Les transformations de l’Etat se font en très grande partie dans le cadre de la décentralisation des collectivités territoriales. Les finances locales se trouvent donc au cœur des changements et des processus de régulation. Elles sont aujourd’hui particulièrement concernées par la nécessité impérieuse d’assainir l’ensemble des finances publiques et de développer l’économie. A cet égard, l’autonomie financière des collectivités territoriales et leur libre administration (reconnue par la Constitution) prend des formes tout à fait inédites. Ainsi, les finances locales sont prises dans un mouvement inexorable qui les conduit vers une nécessaire réforme de leurs procédures et de leurs techniques.
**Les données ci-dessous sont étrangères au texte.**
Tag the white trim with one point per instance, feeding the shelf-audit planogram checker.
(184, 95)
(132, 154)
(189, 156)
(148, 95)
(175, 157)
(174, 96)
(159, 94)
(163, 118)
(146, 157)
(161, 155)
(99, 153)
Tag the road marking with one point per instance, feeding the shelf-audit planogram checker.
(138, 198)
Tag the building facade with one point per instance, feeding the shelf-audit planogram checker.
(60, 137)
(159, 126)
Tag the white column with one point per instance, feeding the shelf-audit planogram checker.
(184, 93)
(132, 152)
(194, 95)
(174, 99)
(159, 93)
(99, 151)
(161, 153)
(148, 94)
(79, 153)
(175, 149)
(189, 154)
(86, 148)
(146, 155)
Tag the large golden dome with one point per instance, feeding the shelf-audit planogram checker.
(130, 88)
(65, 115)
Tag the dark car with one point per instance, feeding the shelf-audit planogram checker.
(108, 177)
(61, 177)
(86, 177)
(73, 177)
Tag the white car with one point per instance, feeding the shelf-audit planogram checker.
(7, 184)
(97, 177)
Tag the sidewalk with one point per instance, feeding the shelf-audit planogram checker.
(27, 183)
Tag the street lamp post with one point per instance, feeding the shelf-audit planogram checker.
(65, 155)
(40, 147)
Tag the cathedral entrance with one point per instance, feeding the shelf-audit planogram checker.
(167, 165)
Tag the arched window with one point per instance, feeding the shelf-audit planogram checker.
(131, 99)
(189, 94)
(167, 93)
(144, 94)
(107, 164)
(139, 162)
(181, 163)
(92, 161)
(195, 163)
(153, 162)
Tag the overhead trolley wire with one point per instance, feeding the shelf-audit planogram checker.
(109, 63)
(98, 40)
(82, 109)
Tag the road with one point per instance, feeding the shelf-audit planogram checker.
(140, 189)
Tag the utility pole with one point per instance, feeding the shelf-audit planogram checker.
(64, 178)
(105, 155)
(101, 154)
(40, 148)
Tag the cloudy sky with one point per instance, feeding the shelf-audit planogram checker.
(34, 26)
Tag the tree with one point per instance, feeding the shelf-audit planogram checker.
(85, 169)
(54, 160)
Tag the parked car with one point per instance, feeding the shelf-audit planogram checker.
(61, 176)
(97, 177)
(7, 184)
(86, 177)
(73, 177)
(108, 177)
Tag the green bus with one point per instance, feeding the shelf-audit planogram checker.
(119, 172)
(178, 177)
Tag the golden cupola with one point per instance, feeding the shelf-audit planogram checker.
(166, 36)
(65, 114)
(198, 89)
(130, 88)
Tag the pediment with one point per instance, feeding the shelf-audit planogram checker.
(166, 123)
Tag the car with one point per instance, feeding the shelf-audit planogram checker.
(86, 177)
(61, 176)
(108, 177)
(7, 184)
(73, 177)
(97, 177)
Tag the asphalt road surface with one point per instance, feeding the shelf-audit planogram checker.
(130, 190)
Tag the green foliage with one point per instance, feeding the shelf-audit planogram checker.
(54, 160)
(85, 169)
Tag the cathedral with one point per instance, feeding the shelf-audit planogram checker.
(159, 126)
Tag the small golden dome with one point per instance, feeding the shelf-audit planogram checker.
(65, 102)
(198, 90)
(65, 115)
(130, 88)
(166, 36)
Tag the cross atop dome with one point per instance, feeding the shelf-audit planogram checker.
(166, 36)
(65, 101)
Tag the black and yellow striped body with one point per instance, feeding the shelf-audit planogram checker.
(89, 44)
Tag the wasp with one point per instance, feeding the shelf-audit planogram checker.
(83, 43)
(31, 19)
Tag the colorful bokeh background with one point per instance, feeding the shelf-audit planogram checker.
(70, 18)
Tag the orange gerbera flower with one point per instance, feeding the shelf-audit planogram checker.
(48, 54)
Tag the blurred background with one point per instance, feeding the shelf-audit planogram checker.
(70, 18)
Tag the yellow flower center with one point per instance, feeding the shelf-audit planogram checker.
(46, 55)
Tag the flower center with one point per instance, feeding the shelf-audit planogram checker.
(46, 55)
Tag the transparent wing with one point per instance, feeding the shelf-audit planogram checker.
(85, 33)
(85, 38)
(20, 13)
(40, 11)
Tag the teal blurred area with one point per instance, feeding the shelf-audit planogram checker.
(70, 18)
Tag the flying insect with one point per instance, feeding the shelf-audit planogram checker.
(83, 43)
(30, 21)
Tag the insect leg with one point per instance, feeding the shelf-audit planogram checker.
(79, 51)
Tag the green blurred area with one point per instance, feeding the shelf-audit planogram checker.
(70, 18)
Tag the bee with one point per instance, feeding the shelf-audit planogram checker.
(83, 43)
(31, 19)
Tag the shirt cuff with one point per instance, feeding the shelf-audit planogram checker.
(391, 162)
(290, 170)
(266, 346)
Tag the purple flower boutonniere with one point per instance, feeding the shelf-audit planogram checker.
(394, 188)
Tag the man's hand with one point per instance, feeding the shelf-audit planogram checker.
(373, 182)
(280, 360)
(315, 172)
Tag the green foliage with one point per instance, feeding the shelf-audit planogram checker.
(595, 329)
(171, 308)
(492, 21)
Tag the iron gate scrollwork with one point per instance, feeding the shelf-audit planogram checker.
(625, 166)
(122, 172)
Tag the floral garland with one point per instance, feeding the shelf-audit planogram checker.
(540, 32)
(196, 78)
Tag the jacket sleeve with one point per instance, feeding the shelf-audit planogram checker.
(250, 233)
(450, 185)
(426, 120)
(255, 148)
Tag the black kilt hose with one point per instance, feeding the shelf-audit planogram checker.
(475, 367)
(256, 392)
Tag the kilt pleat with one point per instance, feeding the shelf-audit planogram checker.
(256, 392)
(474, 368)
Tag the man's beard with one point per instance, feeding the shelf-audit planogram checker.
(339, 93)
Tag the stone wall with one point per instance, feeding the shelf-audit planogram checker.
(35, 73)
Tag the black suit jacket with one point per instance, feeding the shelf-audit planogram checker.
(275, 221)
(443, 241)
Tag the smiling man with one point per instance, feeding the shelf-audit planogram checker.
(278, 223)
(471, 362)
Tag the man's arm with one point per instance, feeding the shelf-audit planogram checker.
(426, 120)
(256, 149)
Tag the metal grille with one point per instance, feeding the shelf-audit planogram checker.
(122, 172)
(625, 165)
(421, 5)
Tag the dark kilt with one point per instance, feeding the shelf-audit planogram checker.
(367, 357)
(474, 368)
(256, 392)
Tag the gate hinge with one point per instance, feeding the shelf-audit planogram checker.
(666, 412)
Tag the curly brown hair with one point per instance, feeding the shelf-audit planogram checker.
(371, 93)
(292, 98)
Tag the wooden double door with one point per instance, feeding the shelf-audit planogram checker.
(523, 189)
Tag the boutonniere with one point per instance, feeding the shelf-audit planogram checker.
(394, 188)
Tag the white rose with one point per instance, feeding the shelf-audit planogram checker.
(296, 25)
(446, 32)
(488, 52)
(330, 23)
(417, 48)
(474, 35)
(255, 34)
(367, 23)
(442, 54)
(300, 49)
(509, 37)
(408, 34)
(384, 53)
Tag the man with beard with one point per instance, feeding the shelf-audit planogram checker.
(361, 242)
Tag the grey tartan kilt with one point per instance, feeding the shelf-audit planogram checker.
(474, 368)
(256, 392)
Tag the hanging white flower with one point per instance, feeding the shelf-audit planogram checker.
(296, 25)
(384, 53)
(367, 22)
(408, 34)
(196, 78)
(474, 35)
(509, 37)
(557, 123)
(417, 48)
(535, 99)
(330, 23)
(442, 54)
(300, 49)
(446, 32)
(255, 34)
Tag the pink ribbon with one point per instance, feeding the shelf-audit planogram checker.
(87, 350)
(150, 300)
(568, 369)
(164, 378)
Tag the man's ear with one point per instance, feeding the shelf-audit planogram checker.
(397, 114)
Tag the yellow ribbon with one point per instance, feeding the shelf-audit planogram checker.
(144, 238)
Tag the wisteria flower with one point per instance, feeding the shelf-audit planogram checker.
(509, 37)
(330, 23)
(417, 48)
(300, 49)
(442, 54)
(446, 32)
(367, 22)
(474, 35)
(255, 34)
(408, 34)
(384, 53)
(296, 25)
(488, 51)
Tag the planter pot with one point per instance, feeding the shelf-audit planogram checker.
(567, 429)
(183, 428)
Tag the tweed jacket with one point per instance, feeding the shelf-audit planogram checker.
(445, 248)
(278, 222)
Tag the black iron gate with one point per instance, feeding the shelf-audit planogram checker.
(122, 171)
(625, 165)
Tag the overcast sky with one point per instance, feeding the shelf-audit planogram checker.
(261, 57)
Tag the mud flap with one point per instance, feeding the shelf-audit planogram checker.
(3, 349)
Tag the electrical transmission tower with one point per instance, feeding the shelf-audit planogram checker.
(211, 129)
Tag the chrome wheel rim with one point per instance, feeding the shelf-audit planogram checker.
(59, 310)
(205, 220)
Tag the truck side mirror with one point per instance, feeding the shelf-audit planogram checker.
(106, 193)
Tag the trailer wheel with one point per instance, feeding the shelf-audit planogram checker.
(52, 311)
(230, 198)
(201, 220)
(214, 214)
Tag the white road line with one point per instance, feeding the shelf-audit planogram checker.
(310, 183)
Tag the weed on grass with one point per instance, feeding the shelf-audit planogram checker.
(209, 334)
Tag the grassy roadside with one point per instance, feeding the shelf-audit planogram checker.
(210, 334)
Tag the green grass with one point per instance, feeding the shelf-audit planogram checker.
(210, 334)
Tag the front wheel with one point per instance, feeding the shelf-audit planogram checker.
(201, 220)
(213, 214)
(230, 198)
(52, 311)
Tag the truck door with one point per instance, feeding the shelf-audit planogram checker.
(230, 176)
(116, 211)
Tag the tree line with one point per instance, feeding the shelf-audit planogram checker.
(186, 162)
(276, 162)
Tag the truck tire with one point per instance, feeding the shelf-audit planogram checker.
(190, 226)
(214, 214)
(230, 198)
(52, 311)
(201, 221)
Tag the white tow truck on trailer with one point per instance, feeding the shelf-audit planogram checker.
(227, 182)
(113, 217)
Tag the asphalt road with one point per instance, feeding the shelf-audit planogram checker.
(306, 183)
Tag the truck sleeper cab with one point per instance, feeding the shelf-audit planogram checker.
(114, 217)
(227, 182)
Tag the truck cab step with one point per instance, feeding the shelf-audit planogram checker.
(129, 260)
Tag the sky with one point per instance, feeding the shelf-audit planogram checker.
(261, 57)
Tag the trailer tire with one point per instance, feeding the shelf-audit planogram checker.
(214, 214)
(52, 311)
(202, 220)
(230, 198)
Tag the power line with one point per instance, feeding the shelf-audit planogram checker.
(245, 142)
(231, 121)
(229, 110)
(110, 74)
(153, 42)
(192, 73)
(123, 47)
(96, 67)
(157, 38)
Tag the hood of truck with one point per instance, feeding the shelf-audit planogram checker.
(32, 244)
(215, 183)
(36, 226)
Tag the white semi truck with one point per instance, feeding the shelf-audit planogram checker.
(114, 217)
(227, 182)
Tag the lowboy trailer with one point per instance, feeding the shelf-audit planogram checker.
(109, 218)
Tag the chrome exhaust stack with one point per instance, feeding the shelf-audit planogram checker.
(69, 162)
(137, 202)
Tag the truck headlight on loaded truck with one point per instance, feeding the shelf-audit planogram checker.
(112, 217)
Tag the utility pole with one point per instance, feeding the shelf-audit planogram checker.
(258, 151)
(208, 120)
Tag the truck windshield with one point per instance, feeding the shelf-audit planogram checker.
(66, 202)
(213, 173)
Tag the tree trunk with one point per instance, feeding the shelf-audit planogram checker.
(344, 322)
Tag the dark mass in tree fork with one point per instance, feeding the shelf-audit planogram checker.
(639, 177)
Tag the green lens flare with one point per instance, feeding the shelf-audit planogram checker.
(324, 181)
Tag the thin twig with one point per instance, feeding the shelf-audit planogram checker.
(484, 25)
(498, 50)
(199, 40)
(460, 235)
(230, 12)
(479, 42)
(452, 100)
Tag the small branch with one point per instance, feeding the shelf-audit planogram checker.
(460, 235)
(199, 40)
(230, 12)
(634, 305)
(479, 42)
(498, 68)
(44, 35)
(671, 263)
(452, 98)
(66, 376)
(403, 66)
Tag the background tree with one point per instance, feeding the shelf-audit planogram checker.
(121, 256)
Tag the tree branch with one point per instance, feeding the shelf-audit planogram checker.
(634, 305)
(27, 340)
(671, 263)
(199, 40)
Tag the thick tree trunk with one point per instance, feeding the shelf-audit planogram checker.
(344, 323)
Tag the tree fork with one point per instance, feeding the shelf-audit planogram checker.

Annonciatrices d’une crise profonde et de longue durée, les difficultés économiques de la seconde moitié des années 1970 avaient conduit à appréhender l’État comme un problème et les collectivités locales comme une solution. Celui-ci qui avait été magnifié pendant « les Trente glorieuses » s’est alors trouvé frappé de discrédit à l’instar de toutes les grandes structures publiques et privées, le slogan « Small is beautiful » s’étant répandu dans le monde comme une traînée de poudre. C’est à ce moment qu’a commencé à se dessiner d’abord sur le plan intellectuel, puis dans les faits, un processus de profonde transformation de l’État et, disons-le, sa métamorphose, ce processus tendant à conférer une place essentielle à l’autonomie financière des collectivités locales.À travers cette transformation, il s’est produit en définitive un déplacement de la sphère économique vers la sphère administrative et politique avec pour objectif une organisation décentralisée de la société, celle-ci étant posée non seulement comme une voie vers le renouveau économique mais aussi comme le moyen de répondre à la crise des finances publiques d’alors. C’est ainsi, qu’au cours d’un processus ininterrompu d’environ quarante ans, on a assisté à un mouvement continu de déconstruction puis de reconstruction de l’État sans que ce mouvement parvienne à une forme stable intégrant de manière harmonieuse pouvoir central et pouvoirs locaux. À l’inverse de ce mouvement, le développement de la globalisation a amené ces dernières années à reconsidérer l’action de l’État comme pertinente et indispensable. Le contexte actuel ne peut donc être sans conséquences sur le pouvoir financier local. C’est en effet l’autonomie fiscale locale qui est susceptible d’apparaître anachronique compte tenu d’un cadre conceptuel et matériel différent de ce qu’il était il y a près d’une quarantaine d’années. Cette situation, par voie de conséquence, pourrait entraîner une autre conception de l’autonomie financière locale.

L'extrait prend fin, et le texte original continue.